Following the fall of communism in Bulgaria, Bogdanov became one of the prominent intellectual advocates for educational reform and liberal arts education in Bulgaria. In 1990 he co-founded the Society for a New Bulgarian University and participated in the establishment of the Bulgarian branch of the Open Society Fund.

In 1991, after a resolution by the Bulgarian Parliament, Bogdanov founded New Bulgarian University, the first private university in post-communist Bulgaria, and served as its president and later chairman of the Board of Trustees.

Between 1991 and 1993, Bogdanov served as Ambassador of Bulgaria to Greece.

In 2010, documents released by the Bulgarian Commission for Dossiers revealed that Bogdanov had collaborated with the Sixth Directorate of the State Security services between 1978 and 1988.

== Works ==
Bogdanov published extensively in Bulgarian on classical antiquity, philosophy, literature, and culture theory. Among his better-known books are studies on ancient Greek culture, myth, and reading practices.

In 2010, Bogdanov's book Reading and its Functioning: From Ancient Greek Literature to the Modern World was published in Berlin.

== Bogdan Bogdanov Humanities Award ==
In 2016, the Board of Trustees of New Bulgarian University established the Bogdan Bogdanov Humanities Award in Bogdanov's memory. The annual national award recognizes outstanding achievements in the humanities, culture, arts, education, and public life in Bulgaria, reflecting the intellectual and civic values associated with Bogdanov's work and legacy. The award is traditionally presented around 2 November, Bogdanov's birth date.

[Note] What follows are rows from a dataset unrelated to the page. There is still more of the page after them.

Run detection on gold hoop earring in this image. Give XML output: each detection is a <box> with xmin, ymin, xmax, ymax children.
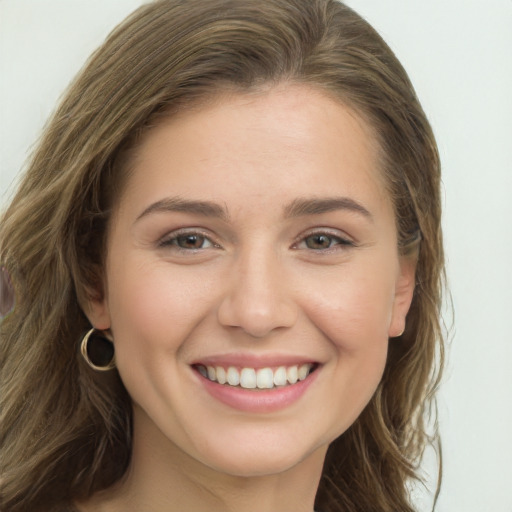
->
<box><xmin>80</xmin><ymin>327</ymin><xmax>116</xmax><ymax>372</ymax></box>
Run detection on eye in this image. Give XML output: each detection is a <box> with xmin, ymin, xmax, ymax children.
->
<box><xmin>159</xmin><ymin>232</ymin><xmax>218</xmax><ymax>251</ymax></box>
<box><xmin>296</xmin><ymin>232</ymin><xmax>354</xmax><ymax>251</ymax></box>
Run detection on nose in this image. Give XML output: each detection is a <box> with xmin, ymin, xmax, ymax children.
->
<box><xmin>218</xmin><ymin>251</ymin><xmax>298</xmax><ymax>338</ymax></box>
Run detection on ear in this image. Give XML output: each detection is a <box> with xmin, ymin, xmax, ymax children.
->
<box><xmin>388</xmin><ymin>255</ymin><xmax>418</xmax><ymax>338</ymax></box>
<box><xmin>81</xmin><ymin>293</ymin><xmax>111</xmax><ymax>331</ymax></box>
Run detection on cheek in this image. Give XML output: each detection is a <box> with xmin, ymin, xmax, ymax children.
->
<box><xmin>108</xmin><ymin>259</ymin><xmax>218</xmax><ymax>365</ymax></box>
<box><xmin>308</xmin><ymin>268</ymin><xmax>394</xmax><ymax>353</ymax></box>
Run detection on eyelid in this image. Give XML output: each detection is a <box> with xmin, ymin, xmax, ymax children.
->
<box><xmin>292</xmin><ymin>227</ymin><xmax>357</xmax><ymax>253</ymax></box>
<box><xmin>157</xmin><ymin>227</ymin><xmax>221</xmax><ymax>253</ymax></box>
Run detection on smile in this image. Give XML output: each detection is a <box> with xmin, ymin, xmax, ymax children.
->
<box><xmin>195</xmin><ymin>363</ymin><xmax>317</xmax><ymax>390</ymax></box>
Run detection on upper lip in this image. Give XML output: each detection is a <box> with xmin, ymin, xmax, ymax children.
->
<box><xmin>191</xmin><ymin>354</ymin><xmax>318</xmax><ymax>369</ymax></box>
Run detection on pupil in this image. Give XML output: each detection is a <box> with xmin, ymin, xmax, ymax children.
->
<box><xmin>178</xmin><ymin>235</ymin><xmax>204</xmax><ymax>249</ymax></box>
<box><xmin>308</xmin><ymin>235</ymin><xmax>331</xmax><ymax>249</ymax></box>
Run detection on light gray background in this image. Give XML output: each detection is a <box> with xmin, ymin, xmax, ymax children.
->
<box><xmin>0</xmin><ymin>0</ymin><xmax>512</xmax><ymax>512</ymax></box>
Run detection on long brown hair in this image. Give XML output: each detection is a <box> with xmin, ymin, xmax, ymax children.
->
<box><xmin>0</xmin><ymin>0</ymin><xmax>443</xmax><ymax>512</ymax></box>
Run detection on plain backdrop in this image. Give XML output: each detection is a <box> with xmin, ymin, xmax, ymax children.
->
<box><xmin>0</xmin><ymin>0</ymin><xmax>512</xmax><ymax>512</ymax></box>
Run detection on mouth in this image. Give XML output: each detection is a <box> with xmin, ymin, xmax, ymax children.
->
<box><xmin>193</xmin><ymin>363</ymin><xmax>319</xmax><ymax>391</ymax></box>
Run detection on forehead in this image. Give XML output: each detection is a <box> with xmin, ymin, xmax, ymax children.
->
<box><xmin>118</xmin><ymin>84</ymin><xmax>386</xmax><ymax>218</ymax></box>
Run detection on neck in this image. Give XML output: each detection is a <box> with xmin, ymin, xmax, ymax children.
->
<box><xmin>79</xmin><ymin>408</ymin><xmax>326</xmax><ymax>512</ymax></box>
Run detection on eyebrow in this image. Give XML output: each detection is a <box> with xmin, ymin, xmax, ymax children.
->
<box><xmin>284</xmin><ymin>197</ymin><xmax>373</xmax><ymax>220</ymax></box>
<box><xmin>136</xmin><ymin>197</ymin><xmax>373</xmax><ymax>221</ymax></box>
<box><xmin>137</xmin><ymin>197</ymin><xmax>229</xmax><ymax>221</ymax></box>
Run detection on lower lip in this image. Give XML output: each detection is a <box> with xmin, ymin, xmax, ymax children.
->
<box><xmin>197</xmin><ymin>368</ymin><xmax>319</xmax><ymax>413</ymax></box>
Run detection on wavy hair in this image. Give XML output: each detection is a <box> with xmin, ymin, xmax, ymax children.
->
<box><xmin>0</xmin><ymin>0</ymin><xmax>444</xmax><ymax>512</ymax></box>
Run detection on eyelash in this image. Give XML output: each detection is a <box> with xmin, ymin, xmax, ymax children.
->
<box><xmin>158</xmin><ymin>229</ymin><xmax>356</xmax><ymax>253</ymax></box>
<box><xmin>293</xmin><ymin>230</ymin><xmax>355</xmax><ymax>253</ymax></box>
<box><xmin>158</xmin><ymin>230</ymin><xmax>220</xmax><ymax>252</ymax></box>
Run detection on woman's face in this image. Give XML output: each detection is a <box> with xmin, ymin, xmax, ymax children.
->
<box><xmin>89</xmin><ymin>85</ymin><xmax>414</xmax><ymax>476</ymax></box>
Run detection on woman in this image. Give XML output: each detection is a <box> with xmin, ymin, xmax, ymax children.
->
<box><xmin>0</xmin><ymin>0</ymin><xmax>443</xmax><ymax>512</ymax></box>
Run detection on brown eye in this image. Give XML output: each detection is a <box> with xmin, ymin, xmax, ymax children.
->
<box><xmin>158</xmin><ymin>232</ymin><xmax>217</xmax><ymax>251</ymax></box>
<box><xmin>298</xmin><ymin>233</ymin><xmax>354</xmax><ymax>251</ymax></box>
<box><xmin>176</xmin><ymin>234</ymin><xmax>206</xmax><ymax>249</ymax></box>
<box><xmin>305</xmin><ymin>234</ymin><xmax>335</xmax><ymax>250</ymax></box>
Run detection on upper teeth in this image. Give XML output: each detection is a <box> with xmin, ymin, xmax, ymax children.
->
<box><xmin>197</xmin><ymin>363</ymin><xmax>313</xmax><ymax>389</ymax></box>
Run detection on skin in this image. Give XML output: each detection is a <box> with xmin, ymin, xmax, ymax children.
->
<box><xmin>80</xmin><ymin>84</ymin><xmax>415</xmax><ymax>512</ymax></box>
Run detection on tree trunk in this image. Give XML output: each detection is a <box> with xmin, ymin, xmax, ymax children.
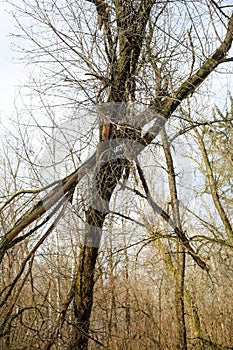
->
<box><xmin>161</xmin><ymin>128</ymin><xmax>187</xmax><ymax>350</ymax></box>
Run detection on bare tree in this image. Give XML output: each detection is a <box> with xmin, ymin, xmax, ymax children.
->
<box><xmin>0</xmin><ymin>0</ymin><xmax>233</xmax><ymax>349</ymax></box>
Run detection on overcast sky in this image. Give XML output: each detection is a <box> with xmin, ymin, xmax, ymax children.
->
<box><xmin>0</xmin><ymin>1</ymin><xmax>25</xmax><ymax>119</ymax></box>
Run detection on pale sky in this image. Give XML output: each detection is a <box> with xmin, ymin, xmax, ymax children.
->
<box><xmin>0</xmin><ymin>1</ymin><xmax>25</xmax><ymax>120</ymax></box>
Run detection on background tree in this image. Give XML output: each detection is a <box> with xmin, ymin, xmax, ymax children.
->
<box><xmin>0</xmin><ymin>0</ymin><xmax>233</xmax><ymax>349</ymax></box>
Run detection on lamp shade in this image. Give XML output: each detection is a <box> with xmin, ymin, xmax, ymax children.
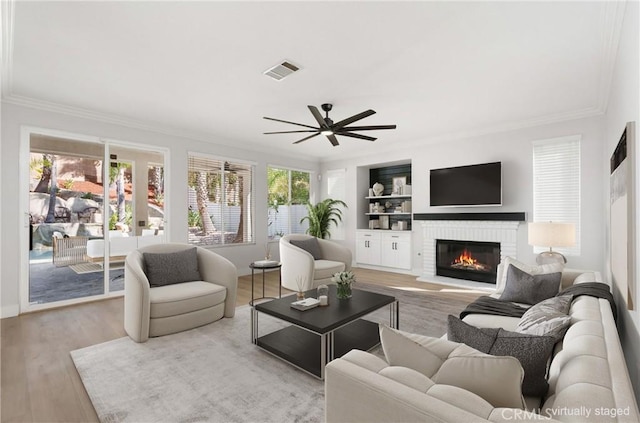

Recipients of the award have included poet Boris Hristov (2017), literary historian Mihail Nedelchev (2018), actress Snezhina Petrova and classicist Georgi Gochev (2019), conductor Nayden Todorov (2020), sociologist Georgy Fotev (2021), philosopher and photographer Tsocho Boyadzhiev (2022), opera singer Raina Kabaivanska (2023), neurologist Ivaylo Tarnev (2024), and writer Theodora Dimova (2025).

== Death ==
Bogdanov died in Sofia on 5 August 2016 at the age of 75.